On appeal, Garnett charges that the district court’s opinion was too brief, but his
explanation of why the court erred is equally brief—just three paragraphs. Garnett says that the
“court was obligated to look at all of the readily accessible evidence, including Mr. Garnett’s
deposition testimony and the charge forms attached to his complaint.” Appellant Br. at 25–26.
That is true, to the extent they were presented in the School District’s motion: “[t]he facts
presented and designated by the moving party were the facts at hand to be dealt with by the trial
court.” Guarino, 980 F.2d at 404. But beyond that, we never require a court “to search the entire
record to establish that it is bereft of a genuine issue of material fact,” whether the motion is
opposed or not. Chi. Title Ins. Corp., 487 F.3d at 995 (citation omitted). And, in any event, the
court here explained that it had “carefully reviewed the legal arguments and evidence submitted
by Defendants.” R. 73, Mem. Op. and Order, PageID 1878. We have no reason to believe that it
didn’t.
Nor does Garnett offer us reason to believe that the district court committed legal error.
Garnett’s opening brief never explains why he believes the district court came to the wrong
conclusion with respect to each (or any) of his claims.
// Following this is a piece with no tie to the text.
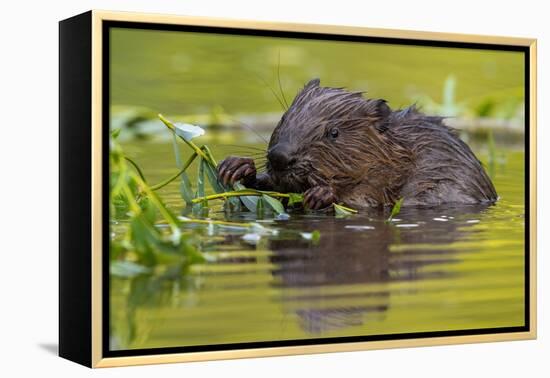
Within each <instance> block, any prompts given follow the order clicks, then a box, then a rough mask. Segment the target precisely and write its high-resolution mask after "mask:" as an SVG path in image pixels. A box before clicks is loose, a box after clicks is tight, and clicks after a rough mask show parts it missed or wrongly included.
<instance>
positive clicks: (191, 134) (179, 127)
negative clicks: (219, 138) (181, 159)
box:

The district court held that “Garnett’s
§ 1983 claim for retaliation [was] precluded by law.” Id. (citing Russell v. Drabik, 24 F. App’x
408, 411 (6th Cir. 2001)). And his race discrimination claims failed “because he was not subjected
to an adverse employment action.” Id. Garnett’s voluntary retirement precluded his disability
claims, and his failure to pursue adequate post-deprivation remedies foreclosed his due process
claim. Nowhere in the opening brief, not even in the section devoted to his Rule 60(b) motion,
does Garnett address these conclusions. Garnett’s reply brief offers some analysis, but that was
too late. “Time, time, and time again, we have reminded litigants that we will treat an argument
as forfeited when it was not raised in the opening brief.” Island Creek Coal Co. v. Wilkerson,
-6- No. 22-3864, Garnett v. Akron City Sch. Dist. Bd. of Educ.
910 F.3d 254, 256 (6th Cir. 2018) (citation omitted); Stewart v. IHT Ins. Agency Grp., LLC, 990
F.3d 455, 457 (6th Cir. 2021) (“[E]ven well-developed arguments raised for the first time in a reply
brief come too late.”). Garnett’s failure to address the legal arguments presented by the School
District and adopted by the district court means he has forfeited any argument that the district court
erred in granting summary judgment in the School District’s favor.
***
We DISMISS in part for lack of jurisdiction and AFFIRM in part.